People want it. When asked what they wanted from their street — with a broad remit of design, services, policing, etc — the number one demand from locals was Dutch-style cycling infrastructure. And the council should not need to have great fear of opposition from the sort of outer suburban motorists passing through the inner city that politicians are traditionally keen to keep happy — for reasons that should be obvious from the map.

The route has already been surveyed by Dutch consultants Goudappel Coffeng, who reported on the vast amounts of space available for proper Dutch standard cycle tracks that there is on this street, with its acres of excess capacity, lane widths, turning lanes, stacking lanes, vehicle storage areas, and plain wasted space — and their assessment was made back when they were even expecting 8.0m of the street to have to be dedicated to a tramway which has now been shelved.

Leith Walk
Leith Walk by Chris_Malcolm, on Flickr

With council offices populated by old fashioned highways engineers following inadequate and inappropriate design manuals, excuses will no doubt be desperately sought for why providing properly for cycling on Leith Walk is really impossible, and that anyway the manual says that cyclists love sharing lanes with double deck buses really, and oh are you really sure but that would mean you would have to give way at every side road because it’s beyond our imagination to design a cycle track correctly at side roads. But there really are no excuses left here. The experts have already visited and pointed out how ludicrously easy it should be to get this one right.

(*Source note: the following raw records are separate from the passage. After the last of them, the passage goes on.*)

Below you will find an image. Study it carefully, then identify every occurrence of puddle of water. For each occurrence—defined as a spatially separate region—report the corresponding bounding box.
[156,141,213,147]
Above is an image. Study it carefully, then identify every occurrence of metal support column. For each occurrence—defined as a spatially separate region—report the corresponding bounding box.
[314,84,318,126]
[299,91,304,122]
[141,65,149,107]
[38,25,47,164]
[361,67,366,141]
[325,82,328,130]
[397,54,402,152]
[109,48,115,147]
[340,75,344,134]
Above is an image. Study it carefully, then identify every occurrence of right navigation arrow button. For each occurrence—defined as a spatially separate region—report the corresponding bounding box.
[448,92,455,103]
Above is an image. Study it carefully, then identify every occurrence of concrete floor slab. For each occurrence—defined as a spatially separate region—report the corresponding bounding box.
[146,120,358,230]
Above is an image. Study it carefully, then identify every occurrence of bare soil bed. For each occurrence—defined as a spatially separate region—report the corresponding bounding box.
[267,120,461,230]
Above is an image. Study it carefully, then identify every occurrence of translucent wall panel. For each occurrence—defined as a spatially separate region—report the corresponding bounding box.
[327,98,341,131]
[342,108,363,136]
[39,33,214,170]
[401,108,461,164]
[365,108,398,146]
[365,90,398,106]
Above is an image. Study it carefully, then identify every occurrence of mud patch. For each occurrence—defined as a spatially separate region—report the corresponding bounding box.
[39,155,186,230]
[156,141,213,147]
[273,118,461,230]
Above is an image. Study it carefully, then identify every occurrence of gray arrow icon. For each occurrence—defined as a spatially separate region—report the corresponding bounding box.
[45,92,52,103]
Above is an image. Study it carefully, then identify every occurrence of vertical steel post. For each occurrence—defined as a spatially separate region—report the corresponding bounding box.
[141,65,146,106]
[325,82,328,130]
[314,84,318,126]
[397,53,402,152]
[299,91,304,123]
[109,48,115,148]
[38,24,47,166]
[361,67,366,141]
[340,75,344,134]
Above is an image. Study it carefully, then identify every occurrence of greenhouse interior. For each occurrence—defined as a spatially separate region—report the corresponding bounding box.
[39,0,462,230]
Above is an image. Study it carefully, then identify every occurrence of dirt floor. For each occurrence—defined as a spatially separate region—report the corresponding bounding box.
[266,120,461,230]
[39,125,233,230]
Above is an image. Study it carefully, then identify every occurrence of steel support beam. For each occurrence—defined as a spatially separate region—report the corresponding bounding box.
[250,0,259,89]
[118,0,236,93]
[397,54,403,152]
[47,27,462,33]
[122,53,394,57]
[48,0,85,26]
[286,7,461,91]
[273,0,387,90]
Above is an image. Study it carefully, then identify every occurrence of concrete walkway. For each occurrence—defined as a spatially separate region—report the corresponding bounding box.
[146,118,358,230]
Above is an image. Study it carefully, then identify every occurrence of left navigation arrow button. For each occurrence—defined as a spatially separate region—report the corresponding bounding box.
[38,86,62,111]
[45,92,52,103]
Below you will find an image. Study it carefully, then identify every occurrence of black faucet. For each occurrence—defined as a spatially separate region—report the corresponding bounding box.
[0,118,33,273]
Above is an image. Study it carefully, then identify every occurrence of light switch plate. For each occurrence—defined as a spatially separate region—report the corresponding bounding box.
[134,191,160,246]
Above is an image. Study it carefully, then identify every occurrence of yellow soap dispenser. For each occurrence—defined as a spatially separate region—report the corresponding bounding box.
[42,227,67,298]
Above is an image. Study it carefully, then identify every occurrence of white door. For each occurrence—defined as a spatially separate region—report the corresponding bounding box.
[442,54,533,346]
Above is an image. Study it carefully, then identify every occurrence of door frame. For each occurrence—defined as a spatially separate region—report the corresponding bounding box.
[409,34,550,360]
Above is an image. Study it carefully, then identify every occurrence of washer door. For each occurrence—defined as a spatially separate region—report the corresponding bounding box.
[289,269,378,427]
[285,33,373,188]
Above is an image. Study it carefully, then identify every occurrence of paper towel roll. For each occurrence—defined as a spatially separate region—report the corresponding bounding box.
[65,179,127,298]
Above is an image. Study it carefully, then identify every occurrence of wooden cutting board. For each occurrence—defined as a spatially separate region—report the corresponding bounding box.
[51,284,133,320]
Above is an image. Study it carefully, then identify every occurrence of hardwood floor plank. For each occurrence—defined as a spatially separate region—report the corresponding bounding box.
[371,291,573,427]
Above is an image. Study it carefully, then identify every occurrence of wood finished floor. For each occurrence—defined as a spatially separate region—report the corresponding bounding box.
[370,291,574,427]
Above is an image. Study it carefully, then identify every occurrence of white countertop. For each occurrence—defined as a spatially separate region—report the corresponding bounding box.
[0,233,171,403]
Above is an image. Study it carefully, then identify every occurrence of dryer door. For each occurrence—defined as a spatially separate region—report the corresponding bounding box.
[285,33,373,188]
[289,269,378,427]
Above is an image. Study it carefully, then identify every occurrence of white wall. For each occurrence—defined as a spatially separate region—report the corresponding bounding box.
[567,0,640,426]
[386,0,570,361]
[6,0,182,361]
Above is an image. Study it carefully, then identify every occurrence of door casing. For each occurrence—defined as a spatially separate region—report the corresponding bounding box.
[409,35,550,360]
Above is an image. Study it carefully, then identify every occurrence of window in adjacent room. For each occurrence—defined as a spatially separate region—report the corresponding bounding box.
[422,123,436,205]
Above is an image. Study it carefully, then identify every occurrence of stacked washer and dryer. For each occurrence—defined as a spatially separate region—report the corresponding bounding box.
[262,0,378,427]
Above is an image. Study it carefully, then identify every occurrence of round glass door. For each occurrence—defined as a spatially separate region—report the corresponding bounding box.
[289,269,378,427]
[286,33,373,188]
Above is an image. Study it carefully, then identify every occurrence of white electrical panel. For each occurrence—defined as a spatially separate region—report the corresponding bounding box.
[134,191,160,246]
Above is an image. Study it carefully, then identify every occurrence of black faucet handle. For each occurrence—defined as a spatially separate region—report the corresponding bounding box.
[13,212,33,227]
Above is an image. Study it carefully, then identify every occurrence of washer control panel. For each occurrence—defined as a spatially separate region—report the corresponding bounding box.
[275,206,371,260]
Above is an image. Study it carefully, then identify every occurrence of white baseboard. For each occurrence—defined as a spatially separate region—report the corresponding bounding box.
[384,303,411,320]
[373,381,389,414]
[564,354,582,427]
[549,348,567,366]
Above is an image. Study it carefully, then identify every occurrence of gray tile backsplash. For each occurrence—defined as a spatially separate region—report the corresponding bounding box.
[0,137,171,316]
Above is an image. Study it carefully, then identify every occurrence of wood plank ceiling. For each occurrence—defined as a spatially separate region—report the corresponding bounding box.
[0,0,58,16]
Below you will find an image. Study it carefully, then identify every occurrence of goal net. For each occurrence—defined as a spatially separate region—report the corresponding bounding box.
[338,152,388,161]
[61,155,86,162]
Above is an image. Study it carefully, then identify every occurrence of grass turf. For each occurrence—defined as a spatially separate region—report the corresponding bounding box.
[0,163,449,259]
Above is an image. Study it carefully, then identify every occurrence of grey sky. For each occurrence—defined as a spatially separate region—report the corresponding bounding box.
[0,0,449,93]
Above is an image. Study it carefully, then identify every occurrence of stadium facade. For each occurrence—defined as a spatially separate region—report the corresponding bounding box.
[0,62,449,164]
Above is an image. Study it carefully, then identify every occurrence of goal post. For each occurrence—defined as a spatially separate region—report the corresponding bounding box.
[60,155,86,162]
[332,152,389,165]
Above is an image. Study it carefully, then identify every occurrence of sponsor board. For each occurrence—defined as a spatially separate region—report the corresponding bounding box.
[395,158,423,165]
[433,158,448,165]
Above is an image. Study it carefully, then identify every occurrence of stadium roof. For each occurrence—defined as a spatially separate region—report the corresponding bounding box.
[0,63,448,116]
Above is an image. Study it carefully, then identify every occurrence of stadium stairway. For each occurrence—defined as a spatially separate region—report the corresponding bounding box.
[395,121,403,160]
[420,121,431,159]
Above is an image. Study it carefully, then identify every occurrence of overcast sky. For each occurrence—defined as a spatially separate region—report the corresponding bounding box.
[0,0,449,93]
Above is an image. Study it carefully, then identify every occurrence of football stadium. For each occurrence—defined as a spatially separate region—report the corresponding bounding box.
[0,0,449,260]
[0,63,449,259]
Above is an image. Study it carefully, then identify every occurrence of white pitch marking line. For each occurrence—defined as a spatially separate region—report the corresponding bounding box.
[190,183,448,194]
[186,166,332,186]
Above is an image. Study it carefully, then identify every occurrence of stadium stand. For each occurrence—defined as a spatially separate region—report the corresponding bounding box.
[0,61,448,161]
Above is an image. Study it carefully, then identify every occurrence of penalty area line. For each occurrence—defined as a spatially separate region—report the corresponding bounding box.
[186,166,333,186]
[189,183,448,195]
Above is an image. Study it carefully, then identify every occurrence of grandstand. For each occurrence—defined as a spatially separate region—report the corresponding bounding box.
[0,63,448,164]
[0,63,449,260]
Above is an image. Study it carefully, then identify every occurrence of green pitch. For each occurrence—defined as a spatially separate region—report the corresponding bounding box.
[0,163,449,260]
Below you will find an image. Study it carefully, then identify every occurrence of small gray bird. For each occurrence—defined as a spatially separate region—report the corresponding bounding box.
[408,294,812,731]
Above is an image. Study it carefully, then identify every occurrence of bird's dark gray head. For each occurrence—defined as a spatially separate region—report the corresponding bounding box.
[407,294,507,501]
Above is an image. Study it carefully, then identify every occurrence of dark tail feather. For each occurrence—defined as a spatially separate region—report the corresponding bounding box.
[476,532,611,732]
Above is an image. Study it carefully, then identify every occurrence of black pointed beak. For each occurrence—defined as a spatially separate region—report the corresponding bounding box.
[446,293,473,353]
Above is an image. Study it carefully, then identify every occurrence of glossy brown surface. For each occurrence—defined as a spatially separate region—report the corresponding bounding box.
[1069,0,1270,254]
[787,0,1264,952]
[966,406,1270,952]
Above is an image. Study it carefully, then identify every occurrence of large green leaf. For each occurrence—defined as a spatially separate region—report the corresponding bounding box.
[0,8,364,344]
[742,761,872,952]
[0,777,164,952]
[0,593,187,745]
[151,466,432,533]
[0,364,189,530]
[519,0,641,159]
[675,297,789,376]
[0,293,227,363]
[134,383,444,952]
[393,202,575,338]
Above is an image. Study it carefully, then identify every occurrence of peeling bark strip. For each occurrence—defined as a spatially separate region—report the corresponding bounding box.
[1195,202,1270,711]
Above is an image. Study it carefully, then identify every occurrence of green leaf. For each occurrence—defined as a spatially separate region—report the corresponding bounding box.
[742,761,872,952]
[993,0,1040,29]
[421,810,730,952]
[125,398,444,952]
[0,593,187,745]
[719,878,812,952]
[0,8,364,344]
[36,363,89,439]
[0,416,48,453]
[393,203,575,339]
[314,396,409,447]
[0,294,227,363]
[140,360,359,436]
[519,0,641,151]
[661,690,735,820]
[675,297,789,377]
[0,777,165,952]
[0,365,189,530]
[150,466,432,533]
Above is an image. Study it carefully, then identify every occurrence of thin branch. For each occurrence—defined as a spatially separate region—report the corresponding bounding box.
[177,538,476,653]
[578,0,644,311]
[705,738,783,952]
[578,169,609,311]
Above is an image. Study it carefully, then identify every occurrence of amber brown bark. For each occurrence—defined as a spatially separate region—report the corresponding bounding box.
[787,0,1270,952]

We’re in the sad situation where properly designed and implemented infrastructure is so rare in Britain that things that should be boring little local technical matters become projects of national importance in our search for showcases and templates. And a situation where no high quality infrastructure has been achieved by a council without a lot of hand-holding by campaigners, quangos, and the few consultants who get it. So keep an eye on, and if needed lend a hand to, Greener Leith et al. Because Leith Walk should set an example and show off what can be done for cycling, but even if Edinburgh councillors are serious about doing it, it’s extremely unlikely that their officers know how to deliver their policy.